Canada jobs take flight, though economy stays grounded

Canada's economy created far more jobs than expected in December, defying economic growth that remained sluggish and bolstering the likelihood of a central bank interest rate hike later this year.

The economy added 39,800 jobs in December from November, Statistics Canada said on Friday, well above market expectations for 5,000 jobs and surpassing even the most bullish prediction in a Reuters poll of analysts.

The unemployment rate dipped to a four-year low of 7.1 percent from 7.2 percent in November.

It was the third surprisingly strong jobs report over the past four months that seemed at odds with other evidence of an economic slowdown.

Employers were expected to have shied away from hiring in December, ahead of a recent deal by U.S. lawmakers and the White House to avert potentially crippling austerity measures that had been due to take effect early this year.

"My initial response is not only are they defying expectations, they are defying gravity," said Doug Porter, deputy chief economist at BMO Capital Markets of the jobs numbers.

Canada has long recovered all the jobs lost during the 2008-09 recession but hiring has been unsteady as businesses fret about headwinds from the U.S. and Europe.

The Bank of Canada does not formally target employment and inflation has been below its 2 percent target, but the strength of the labor market suggests a stronger kick off to 2013 than other economic indicators have suggested so far.

"I don't think the bank will be in any rush to do anything. But it likely means they'll keep a mild hawkish bias in place," said Porter.

Central bank chief Mark Carney has kept rates on hold at 1.0 percent since September 2010 but has insisted for the past several months that his next move will be up, not down.

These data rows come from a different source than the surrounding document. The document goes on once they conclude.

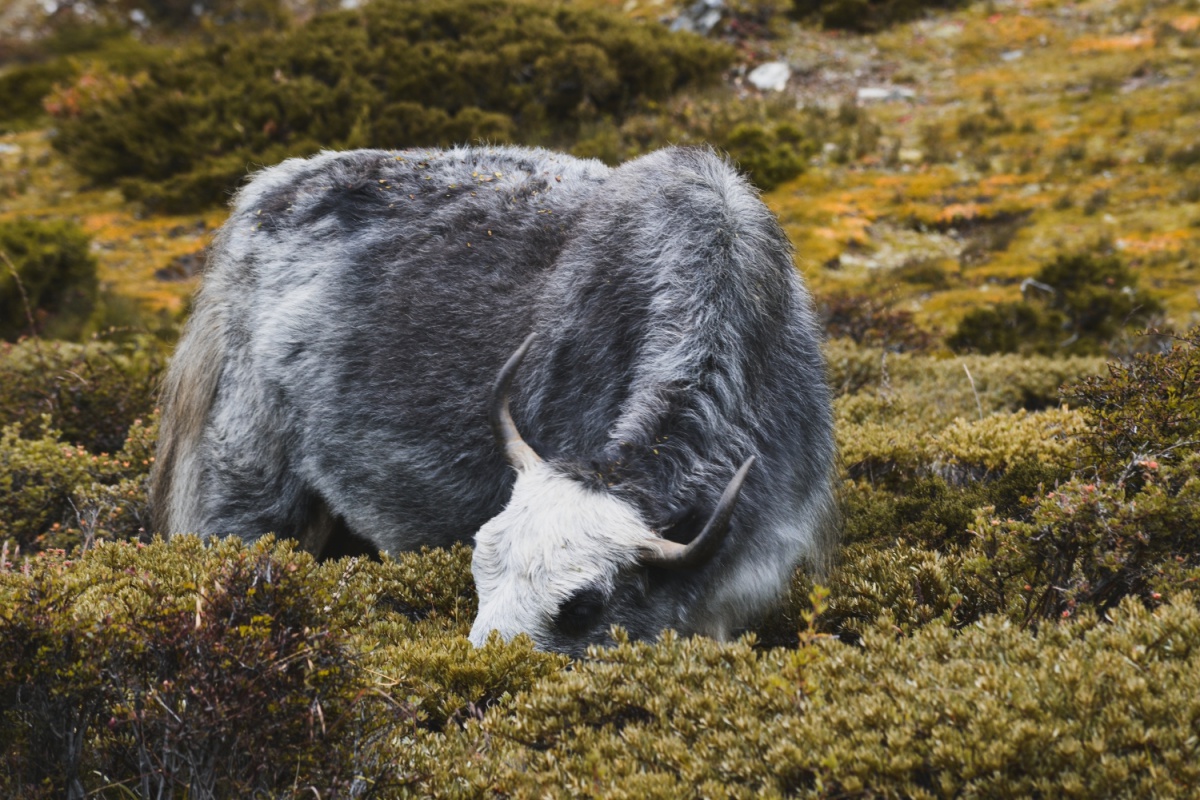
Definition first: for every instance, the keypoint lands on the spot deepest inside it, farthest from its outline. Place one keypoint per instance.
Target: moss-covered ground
(1014, 612)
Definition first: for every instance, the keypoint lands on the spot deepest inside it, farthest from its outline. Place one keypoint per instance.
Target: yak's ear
(504, 429)
(685, 524)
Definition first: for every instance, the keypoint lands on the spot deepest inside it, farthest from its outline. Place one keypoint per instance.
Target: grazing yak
(607, 379)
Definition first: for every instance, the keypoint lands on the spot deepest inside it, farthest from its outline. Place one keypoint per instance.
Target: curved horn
(508, 438)
(673, 555)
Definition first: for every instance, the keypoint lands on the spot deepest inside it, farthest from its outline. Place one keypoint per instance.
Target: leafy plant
(47, 280)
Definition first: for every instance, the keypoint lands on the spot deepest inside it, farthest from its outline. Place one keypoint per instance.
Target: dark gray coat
(337, 372)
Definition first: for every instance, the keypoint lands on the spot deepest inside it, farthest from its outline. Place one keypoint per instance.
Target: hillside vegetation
(1017, 606)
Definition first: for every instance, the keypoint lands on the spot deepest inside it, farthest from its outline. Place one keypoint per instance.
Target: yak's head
(564, 560)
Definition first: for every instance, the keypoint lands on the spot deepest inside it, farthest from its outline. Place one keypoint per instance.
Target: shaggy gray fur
(358, 306)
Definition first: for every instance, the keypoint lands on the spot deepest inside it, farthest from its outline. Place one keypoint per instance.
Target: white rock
(885, 94)
(771, 77)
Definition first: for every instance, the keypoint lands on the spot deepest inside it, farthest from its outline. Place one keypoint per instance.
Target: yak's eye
(581, 611)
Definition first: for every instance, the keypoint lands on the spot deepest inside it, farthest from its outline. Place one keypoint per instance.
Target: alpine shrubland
(1014, 611)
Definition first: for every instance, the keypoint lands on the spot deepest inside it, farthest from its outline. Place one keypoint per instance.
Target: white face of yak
(549, 564)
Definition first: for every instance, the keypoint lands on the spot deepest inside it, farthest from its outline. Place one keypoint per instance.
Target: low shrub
(394, 73)
(1143, 410)
(1078, 304)
(91, 392)
(179, 671)
(47, 280)
(771, 140)
(867, 319)
(1090, 545)
(868, 14)
(60, 495)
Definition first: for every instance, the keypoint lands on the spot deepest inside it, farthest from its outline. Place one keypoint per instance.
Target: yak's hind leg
(243, 474)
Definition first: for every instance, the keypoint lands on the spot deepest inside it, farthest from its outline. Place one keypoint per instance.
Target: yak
(609, 380)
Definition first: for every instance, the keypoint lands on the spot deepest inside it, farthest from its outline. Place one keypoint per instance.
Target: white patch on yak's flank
(555, 537)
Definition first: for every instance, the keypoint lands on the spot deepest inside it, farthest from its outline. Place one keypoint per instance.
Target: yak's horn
(509, 439)
(673, 555)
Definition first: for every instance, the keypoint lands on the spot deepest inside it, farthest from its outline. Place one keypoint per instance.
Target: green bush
(1090, 545)
(22, 89)
(196, 672)
(91, 392)
(1145, 410)
(47, 278)
(1081, 305)
(60, 495)
(395, 73)
(868, 14)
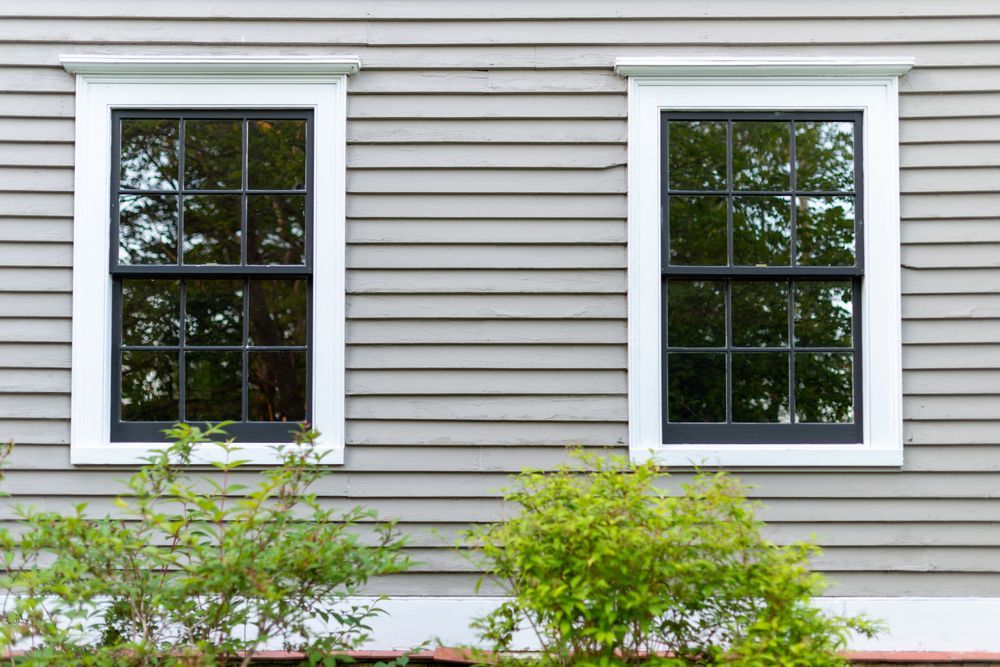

Most primary securities dealers surveyed by Reuters expect a move in the fourth quarter of this year.

Overnight index swaps, which trade based on expectations for the central bank's key policy rate, showed that traders increased bets on a rate hike in late 2013 after the employment report.

The Canadian dollar rallied after the data and at 10:30 a.m. (1530 GMT) was trading at $0.9853 to the U.S. dollar, or $1.0149, compared with C$0.9880, or $1.0121, at Thursday's North American close.

Another Statscan report on Friday showed producer prices fell 0.3 percent in November from October as gasoline and other fuel prices fell. Raw materials prices slid 1.9 percent. Both indices were down from a year earlier.

TOO GOOD TO LAST

Puzzled by the resilient job numbers in Canada in the face of sub-par growth, economists took their cue from lackluster U.S. jobs data on Friday and predicted the trend would not continue.

According to Statscan, the economy churned out 59,300 jobs in November - the equivalent of 534,000 in the United States - and outsized gains in September and August while October saw a lull.

"As good as these numbers were, and have been over the last couple of months, there is still a sense that the levitation act on jobs can't continue for much longer," said Mark Chandler, head of fixed income and currency strategy at Royal Bank of Canada.

"There's still some doubt cast around these numbers even though they look solid in all the details," he said.

Statscan's household survey tends to be volatile from month to month, so analysts prefer to look at the six-month trend, which showed average job gains of about 26,000.

In 2012 as a whole, employment grew by roughly the same amount as in 2010, by 1.8 percent, or 312,000 jobs. That was up from 1.1 percent growth in 2011 but weaker than the pace of growth in the pre-recession years of 2006 and 2007.

Most of the details in the December report were positive. All the gains were in full-time jobs and most were in the private sector.

Employment gains were spread across goods-producing and services sectors, with the strongest hiring in transportation and warehousing, construction and health care and social assistance.

"It is very tough to reconcile this with a lot of the other indicators we are seeing on the economy, but we have to accept the numbers as presented. Almost every aspect of this report was strong," said Porter.